Step out in eco-style in super-sustainable Bristol, the West Country's unofficial capital, birthplace of trip-hop and home of guerilla graffiti artist Banksy. The city is big and brash and caters for a whole host of themed entertainment, activities and pub crawls. There is a large amount of history that is embedded in the culture underneath the façade of recent investment and redevelopments. Having taken over 3 years to build and costing in excess of £500m, Cabot Circus has propelled Bristol into the top 10 list of UK shopping destinations. Shopping brings the women and the women attract the stag do! Bristol gives a full range of products that combines value for money and freedom of choice…
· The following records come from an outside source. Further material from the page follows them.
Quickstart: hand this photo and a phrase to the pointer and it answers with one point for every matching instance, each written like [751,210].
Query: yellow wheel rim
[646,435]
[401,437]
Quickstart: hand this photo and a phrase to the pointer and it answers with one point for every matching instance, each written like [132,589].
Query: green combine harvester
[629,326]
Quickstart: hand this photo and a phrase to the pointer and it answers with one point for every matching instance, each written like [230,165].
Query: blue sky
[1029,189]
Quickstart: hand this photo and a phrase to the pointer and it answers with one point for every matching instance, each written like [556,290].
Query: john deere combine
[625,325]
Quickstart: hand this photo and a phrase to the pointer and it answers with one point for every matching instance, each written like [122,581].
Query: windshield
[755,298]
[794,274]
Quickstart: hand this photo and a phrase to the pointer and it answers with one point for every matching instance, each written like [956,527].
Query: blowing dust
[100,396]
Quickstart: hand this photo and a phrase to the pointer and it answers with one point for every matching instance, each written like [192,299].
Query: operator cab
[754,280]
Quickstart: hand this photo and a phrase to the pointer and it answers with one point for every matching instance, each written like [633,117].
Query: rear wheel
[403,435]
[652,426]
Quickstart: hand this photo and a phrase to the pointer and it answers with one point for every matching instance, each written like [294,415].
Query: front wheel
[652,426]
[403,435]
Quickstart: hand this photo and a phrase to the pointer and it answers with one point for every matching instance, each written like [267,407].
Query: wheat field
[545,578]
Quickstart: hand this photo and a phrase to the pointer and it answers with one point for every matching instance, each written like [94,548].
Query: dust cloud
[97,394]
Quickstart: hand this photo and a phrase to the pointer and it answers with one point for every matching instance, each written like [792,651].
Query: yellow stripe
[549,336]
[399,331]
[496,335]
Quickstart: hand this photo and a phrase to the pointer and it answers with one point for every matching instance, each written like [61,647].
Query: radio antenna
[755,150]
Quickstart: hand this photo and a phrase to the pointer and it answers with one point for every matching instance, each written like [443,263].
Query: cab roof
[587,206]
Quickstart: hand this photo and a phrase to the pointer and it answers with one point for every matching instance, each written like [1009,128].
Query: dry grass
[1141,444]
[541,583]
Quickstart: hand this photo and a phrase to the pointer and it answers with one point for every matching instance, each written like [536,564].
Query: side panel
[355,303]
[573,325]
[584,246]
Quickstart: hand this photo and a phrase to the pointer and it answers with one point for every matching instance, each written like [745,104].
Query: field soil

Bristol is best explored by foot with the bulk of the cities attractions accessible to a pedestrian with other forms of transport proving to be time consuming and taxi’s particularly expensive. For a relaxing change, take the ferry between the city and Temple Meads or Hotwells for £1.50 one-way, or £6 for a day pass. All-day travel is quick and convenient with a First Day 1-day bus pass, valid on all Bristol buses for £8.30 peak/£7.80 off-peak.
Must See/Must Do:
• Cabot Circus
• Meander through the Slow Food market
• Banksy art spotting
• Cross the Clifton Suspension Bridge
• Sample cider at The Apple's floating cider bar
• St Paul's Carnival (July)
History and Culture:
For centuries until the industrial revolution, Bristol was among the top three cities in England. Suffering set -backs after devastating bombing attacks in World War II, the city long had a reputation for being the less-classy neighbour of picturesque Bath. But this rough-around-the-edges atmosphere – coupled with an increasingly multicultural population – has bred some of the UK's best-known cultural exports. Trip-hop pioneers Portishead, Massive Attack and Tricky and drum 'n' bass mainstay Roni Size, collectively with other Bristolian artists, popularised the 'Bristol Sound' in the 1990s. The city itself became the canvas for mysterious artist Banksy's political and cultural satire. Today, Bristol has taken a number of environmental initiatives and is campaigning to be recognised one of the EU's Green Capital cities.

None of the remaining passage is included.